The European Commission (EC) has granted marketing authorisation for Sanofi and Regeneron Pharmaceuticals’ Dupixent (dupilumab) to treat adults with moderate to severe atopic dermatitis (AD), a form of eczema.
Approved for AD patients who are candidates for systemic therapy, Dupixent is the first targeted biologic in the European Union to receive authorisation for the chronic inflammatory disease.
Dupixent is a human monoclonal antibody jointly developed by Regeneron and Sanofi under a global collaboration agreement. It is available in a pre-filled syringe and can be self-administered by a patient as a subcutaneous injection.
The drug is designed to specifically inhibit overactive signalling of two key proteins, IL-4 and IL-13, which are considered to be major drivers of the persistent underlying cause of AD and certain other allergic or atopic diseases.
Sanofi Global R&D president Elias Zerhouni said: “This approval of Dupixent in Europe demonstrates our approach of bringing innovative new therapies to those living with high unmet medical need and today’s approval represents an important milestone for people living with moderate to severe atopic dermatitis in Europe.

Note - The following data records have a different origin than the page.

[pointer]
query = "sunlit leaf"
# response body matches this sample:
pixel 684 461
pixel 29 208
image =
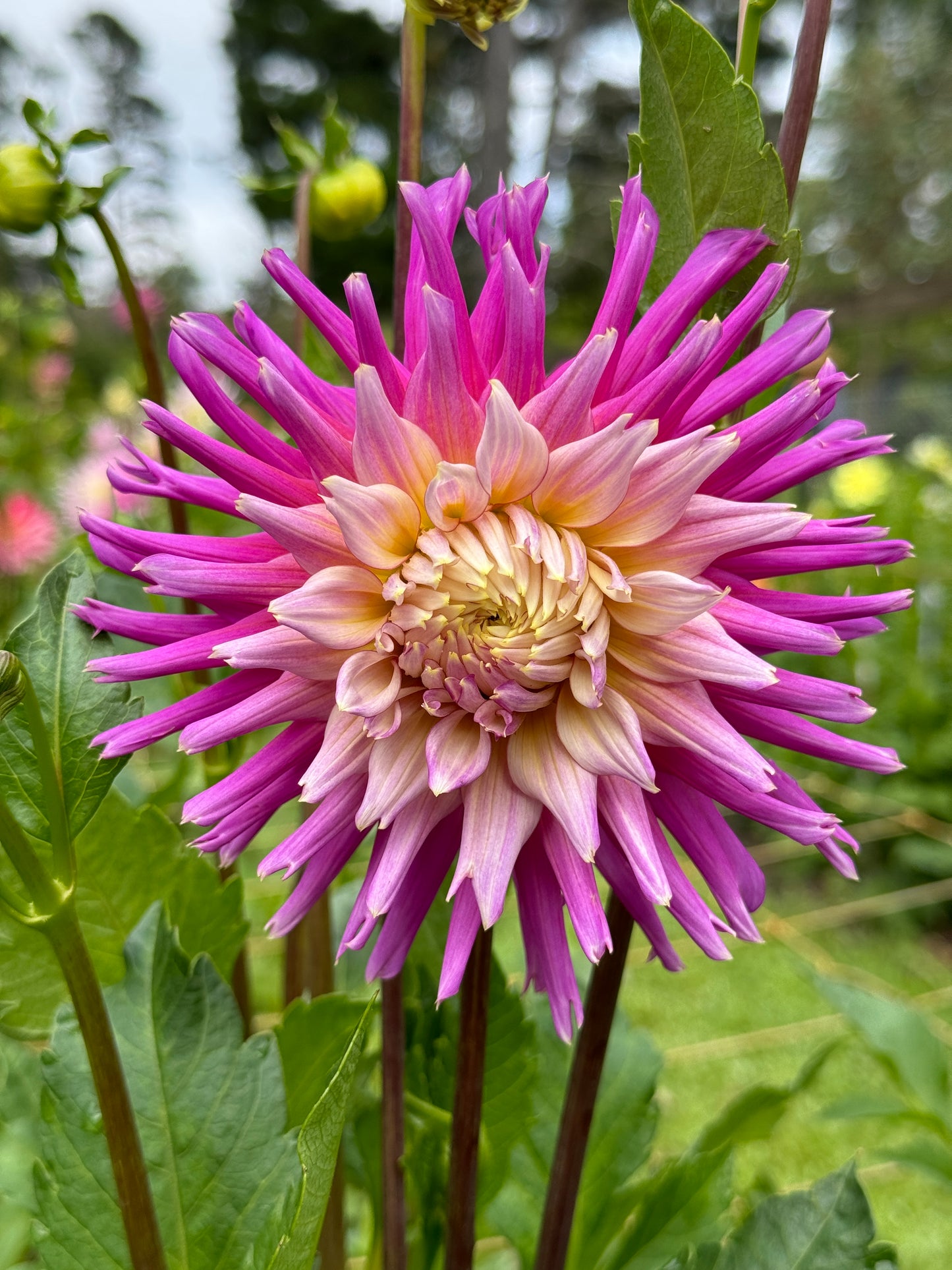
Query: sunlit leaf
pixel 211 1115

“Dupixent targets an underlying cause of atopic dermatitis, helps clear the skin, manage the persistent debilitating itch, and improve the overall quality of life.

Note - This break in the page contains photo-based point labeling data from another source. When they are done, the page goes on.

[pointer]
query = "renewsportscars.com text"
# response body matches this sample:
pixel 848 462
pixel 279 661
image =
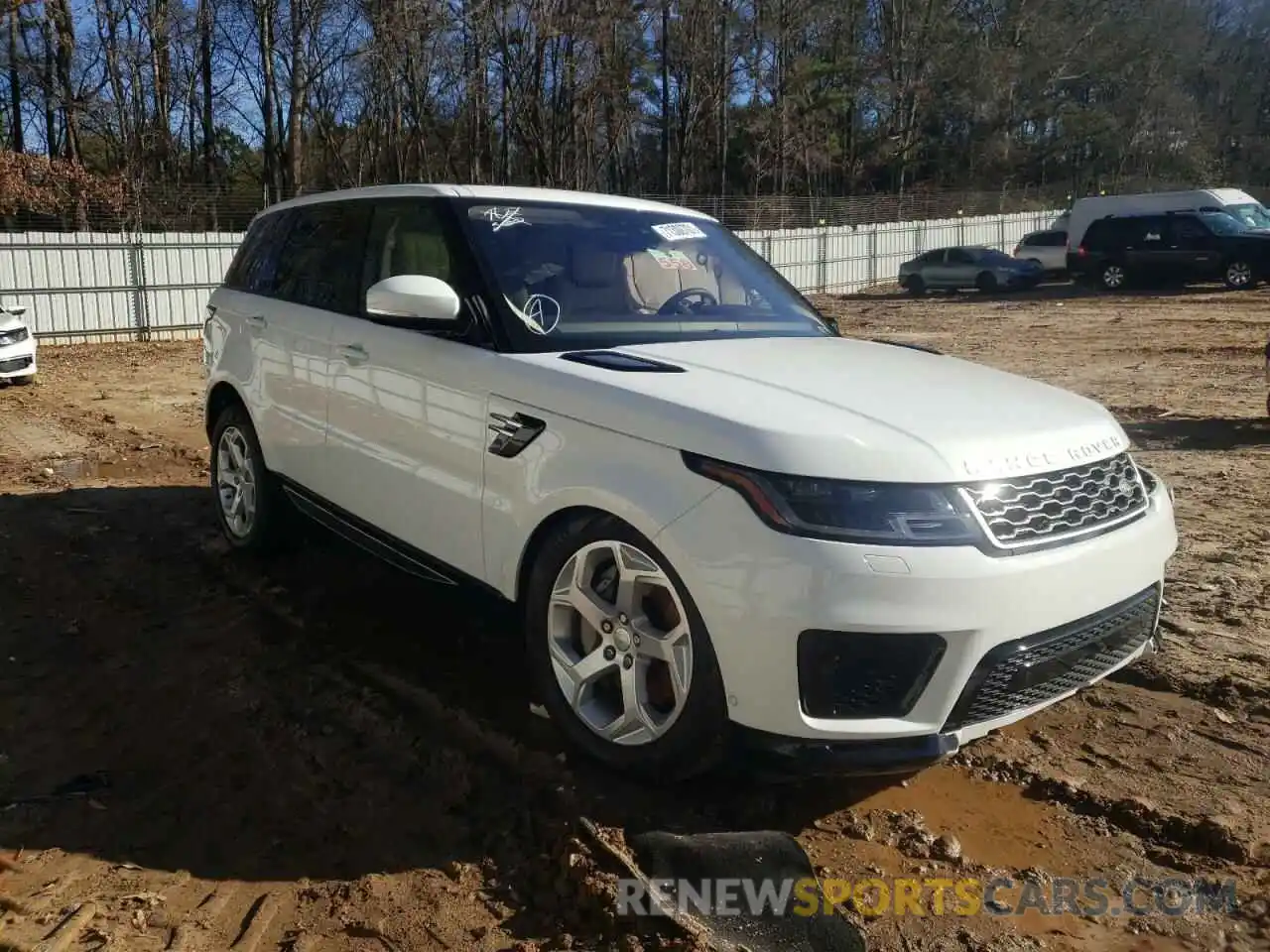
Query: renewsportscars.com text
pixel 965 896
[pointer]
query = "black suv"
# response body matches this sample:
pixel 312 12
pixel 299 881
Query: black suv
pixel 1180 246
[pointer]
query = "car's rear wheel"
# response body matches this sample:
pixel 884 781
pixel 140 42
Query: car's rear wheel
pixel 1112 276
pixel 250 507
pixel 1238 276
pixel 619 654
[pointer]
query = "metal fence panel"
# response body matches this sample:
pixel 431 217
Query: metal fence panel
pixel 95 286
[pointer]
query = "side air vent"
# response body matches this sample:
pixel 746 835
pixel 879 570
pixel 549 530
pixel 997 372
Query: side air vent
pixel 911 347
pixel 616 361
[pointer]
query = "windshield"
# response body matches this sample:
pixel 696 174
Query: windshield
pixel 590 276
pixel 1223 222
pixel 1252 214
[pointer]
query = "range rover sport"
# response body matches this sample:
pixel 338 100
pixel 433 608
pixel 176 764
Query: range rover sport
pixel 719 518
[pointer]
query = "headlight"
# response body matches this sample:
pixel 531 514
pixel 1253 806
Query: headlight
pixel 883 513
pixel 1150 481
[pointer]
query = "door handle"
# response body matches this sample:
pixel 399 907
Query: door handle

“We are now focused on quickly making this important new treatment option available to people across Europe who live with this systemic disease.”

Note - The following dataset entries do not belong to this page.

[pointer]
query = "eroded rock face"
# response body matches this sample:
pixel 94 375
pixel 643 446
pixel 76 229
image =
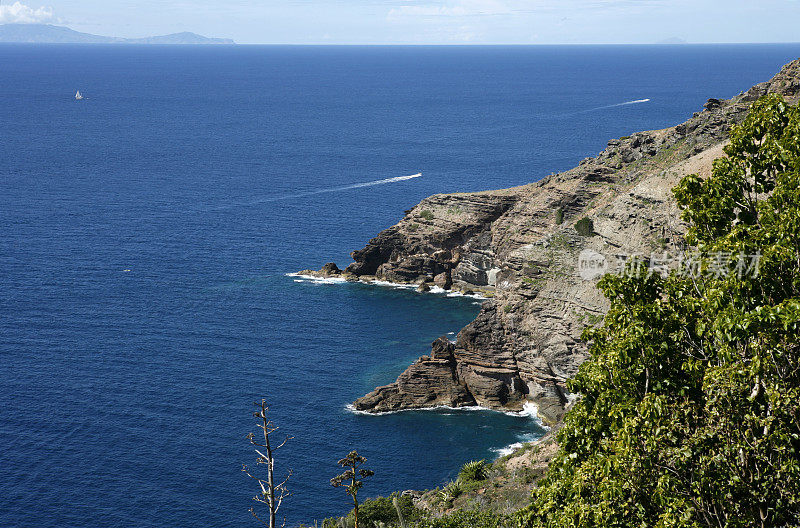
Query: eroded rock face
pixel 509 244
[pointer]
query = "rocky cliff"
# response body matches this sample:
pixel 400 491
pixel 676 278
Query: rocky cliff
pixel 520 247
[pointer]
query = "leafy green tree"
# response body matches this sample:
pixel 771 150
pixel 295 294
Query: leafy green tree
pixel 474 471
pixel 690 408
pixel 355 475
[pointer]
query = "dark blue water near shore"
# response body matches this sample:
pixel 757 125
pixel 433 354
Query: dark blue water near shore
pixel 145 233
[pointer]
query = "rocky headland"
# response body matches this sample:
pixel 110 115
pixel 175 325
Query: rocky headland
pixel 520 248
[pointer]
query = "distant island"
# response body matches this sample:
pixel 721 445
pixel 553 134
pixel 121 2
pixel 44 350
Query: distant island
pixel 49 34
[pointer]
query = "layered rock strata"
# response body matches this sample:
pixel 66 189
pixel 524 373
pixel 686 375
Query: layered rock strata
pixel 520 247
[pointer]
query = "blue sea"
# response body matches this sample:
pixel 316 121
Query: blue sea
pixel 146 233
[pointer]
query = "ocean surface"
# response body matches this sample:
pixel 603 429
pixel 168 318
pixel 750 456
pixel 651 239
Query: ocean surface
pixel 147 230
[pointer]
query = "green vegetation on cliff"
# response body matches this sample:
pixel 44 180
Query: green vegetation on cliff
pixel 690 408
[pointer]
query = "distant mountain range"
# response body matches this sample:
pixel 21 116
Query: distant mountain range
pixel 45 33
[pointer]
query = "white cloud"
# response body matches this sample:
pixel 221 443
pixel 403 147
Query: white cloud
pixel 460 8
pixel 18 13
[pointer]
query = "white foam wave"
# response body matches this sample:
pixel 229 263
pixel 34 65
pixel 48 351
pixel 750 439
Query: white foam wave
pixel 439 408
pixel 386 284
pixel 318 280
pixel 312 192
pixel 510 448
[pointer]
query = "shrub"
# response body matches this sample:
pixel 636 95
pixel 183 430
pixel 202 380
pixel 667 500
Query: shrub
pixel 689 406
pixel 381 509
pixel 559 216
pixel 475 470
pixel 466 519
pixel 584 227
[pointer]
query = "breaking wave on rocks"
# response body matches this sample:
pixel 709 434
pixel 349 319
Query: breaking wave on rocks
pixel 299 277
pixel 529 410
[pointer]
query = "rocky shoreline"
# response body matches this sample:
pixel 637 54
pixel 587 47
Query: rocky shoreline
pixel 520 249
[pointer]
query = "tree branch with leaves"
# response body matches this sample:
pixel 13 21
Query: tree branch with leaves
pixel 355 475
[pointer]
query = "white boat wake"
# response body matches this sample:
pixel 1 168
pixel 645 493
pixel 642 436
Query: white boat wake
pixel 328 189
pixel 626 103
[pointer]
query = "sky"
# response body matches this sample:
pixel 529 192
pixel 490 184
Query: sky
pixel 426 21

The approval is based on studies from the global LIBERTY AD clinical trial programme, including SOLO 1, SOLO 2, CHRONOS, SOLO-CONTINUE, and CAFÉ.
In the US, Dupixent is approved to treat adults with moderate to severe AD that is not controlled well with prescription therapies used on the skin (topical), or those who cannot use topical therapies.
The drug is currently being evaluated in studies in children with severe AD and adolescents with moderate to severe AD, as well as those with other inflammatory diseases such as uncontrolled persistent asthma (Phase III), nasal polyposis (Phase III), and eosinophilic esophagitis (Phase II).